Au bout d’une heure, 35 minutes et 21 secondes le cauchemar prit fin pour laisser place à l’open bar…

Boulettes de viande, nems de poulet, tartines, soupes au vin…, ce fut une orgie de mets raffinés et colorés. Le vin coulait à flot et l’ambiance se réchauffait mais je restais sage et concentrée sur mon objectif : ne pas perdre ma virginité. On moquait la présentation de Bramwel, on comparait la taille de nos culs avec celui de Freaky Frank, on se jetait sur la bouffe, la serveuse nous jetaient des regards accusateurs, on s’en foutait on se jetait quand même sur la bouffe, on se brûlait, on s’en foutait on se rejetait sur la bouffe…

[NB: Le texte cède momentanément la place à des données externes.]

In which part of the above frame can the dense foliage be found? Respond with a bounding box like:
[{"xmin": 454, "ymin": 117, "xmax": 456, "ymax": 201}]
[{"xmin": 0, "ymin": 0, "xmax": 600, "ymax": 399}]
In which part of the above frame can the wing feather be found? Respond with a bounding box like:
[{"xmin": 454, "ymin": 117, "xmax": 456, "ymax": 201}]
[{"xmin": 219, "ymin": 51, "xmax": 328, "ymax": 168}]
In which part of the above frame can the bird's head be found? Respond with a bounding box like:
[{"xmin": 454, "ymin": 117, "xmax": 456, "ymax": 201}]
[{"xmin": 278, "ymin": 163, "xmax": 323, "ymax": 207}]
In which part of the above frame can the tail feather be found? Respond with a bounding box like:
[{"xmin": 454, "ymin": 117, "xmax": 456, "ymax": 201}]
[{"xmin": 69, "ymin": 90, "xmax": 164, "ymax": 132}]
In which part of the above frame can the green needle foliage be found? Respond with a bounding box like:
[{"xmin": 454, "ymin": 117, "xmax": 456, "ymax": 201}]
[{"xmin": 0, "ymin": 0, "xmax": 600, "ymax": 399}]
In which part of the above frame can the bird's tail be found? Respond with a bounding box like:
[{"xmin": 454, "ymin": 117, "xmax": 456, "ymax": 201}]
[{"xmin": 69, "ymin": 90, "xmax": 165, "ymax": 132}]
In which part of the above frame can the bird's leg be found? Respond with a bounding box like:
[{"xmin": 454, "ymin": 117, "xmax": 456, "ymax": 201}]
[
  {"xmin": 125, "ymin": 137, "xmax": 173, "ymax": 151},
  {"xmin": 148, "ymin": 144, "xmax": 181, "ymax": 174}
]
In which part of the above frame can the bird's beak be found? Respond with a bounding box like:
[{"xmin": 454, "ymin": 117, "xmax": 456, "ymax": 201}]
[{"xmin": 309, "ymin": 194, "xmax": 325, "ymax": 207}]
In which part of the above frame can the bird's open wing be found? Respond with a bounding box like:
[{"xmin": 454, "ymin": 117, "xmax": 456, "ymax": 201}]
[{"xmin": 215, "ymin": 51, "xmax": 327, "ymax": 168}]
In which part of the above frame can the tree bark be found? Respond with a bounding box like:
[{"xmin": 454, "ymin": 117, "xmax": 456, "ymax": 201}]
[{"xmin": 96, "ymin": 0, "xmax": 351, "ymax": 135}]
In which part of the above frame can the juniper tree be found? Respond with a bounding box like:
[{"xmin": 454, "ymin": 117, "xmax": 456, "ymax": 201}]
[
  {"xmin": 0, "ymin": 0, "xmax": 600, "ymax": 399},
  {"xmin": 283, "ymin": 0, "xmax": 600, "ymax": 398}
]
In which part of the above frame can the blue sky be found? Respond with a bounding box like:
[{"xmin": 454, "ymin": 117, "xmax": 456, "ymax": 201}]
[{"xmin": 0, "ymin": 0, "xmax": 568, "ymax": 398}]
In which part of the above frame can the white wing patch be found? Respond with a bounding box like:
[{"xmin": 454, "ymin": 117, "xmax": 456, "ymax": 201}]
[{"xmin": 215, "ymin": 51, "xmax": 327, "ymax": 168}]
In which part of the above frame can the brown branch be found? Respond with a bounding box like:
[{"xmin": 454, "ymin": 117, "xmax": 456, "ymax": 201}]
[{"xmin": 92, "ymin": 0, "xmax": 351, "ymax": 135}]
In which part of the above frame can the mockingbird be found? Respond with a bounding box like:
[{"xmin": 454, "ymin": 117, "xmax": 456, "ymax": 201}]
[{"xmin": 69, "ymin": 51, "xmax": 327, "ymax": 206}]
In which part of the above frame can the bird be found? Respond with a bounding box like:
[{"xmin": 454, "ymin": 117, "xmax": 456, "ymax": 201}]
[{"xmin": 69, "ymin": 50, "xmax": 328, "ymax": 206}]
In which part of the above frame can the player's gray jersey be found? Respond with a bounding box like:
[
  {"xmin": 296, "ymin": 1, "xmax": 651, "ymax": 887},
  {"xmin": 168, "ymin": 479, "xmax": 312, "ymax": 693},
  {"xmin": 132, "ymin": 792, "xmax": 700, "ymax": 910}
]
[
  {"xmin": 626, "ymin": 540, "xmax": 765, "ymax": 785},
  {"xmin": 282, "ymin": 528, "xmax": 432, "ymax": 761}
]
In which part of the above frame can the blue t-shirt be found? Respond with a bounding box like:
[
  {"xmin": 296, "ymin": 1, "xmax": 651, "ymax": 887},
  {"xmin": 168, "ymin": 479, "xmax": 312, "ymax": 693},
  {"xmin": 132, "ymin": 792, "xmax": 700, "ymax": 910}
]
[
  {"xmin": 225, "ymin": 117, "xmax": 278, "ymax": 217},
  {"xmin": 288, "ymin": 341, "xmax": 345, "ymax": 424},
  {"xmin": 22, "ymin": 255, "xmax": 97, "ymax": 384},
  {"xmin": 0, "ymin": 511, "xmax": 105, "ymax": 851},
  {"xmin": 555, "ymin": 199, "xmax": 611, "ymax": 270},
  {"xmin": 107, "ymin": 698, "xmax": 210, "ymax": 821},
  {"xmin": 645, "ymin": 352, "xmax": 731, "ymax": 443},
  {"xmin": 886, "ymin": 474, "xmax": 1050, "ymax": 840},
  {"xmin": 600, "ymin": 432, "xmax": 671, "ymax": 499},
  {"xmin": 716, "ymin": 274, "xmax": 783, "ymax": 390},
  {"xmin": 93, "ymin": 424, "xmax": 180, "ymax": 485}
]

Rachel testa un nouveau truc de sa grand-mère, garder toujours un verre de jus d’orange prés de soi, mais ne pas le boire. Bien qu’étonnante, cette technique est efficace, Rachel a toujours sa virginité à l’heure où j’écris.

Vers 19h30, la soirée pris une nouvelle tournure quand nous décidâmes de nous rendre au bar à absinthe. Je pris biensûr soin de convier Hot-boss ainsi que d’oublier Marc qui était parti faire caca.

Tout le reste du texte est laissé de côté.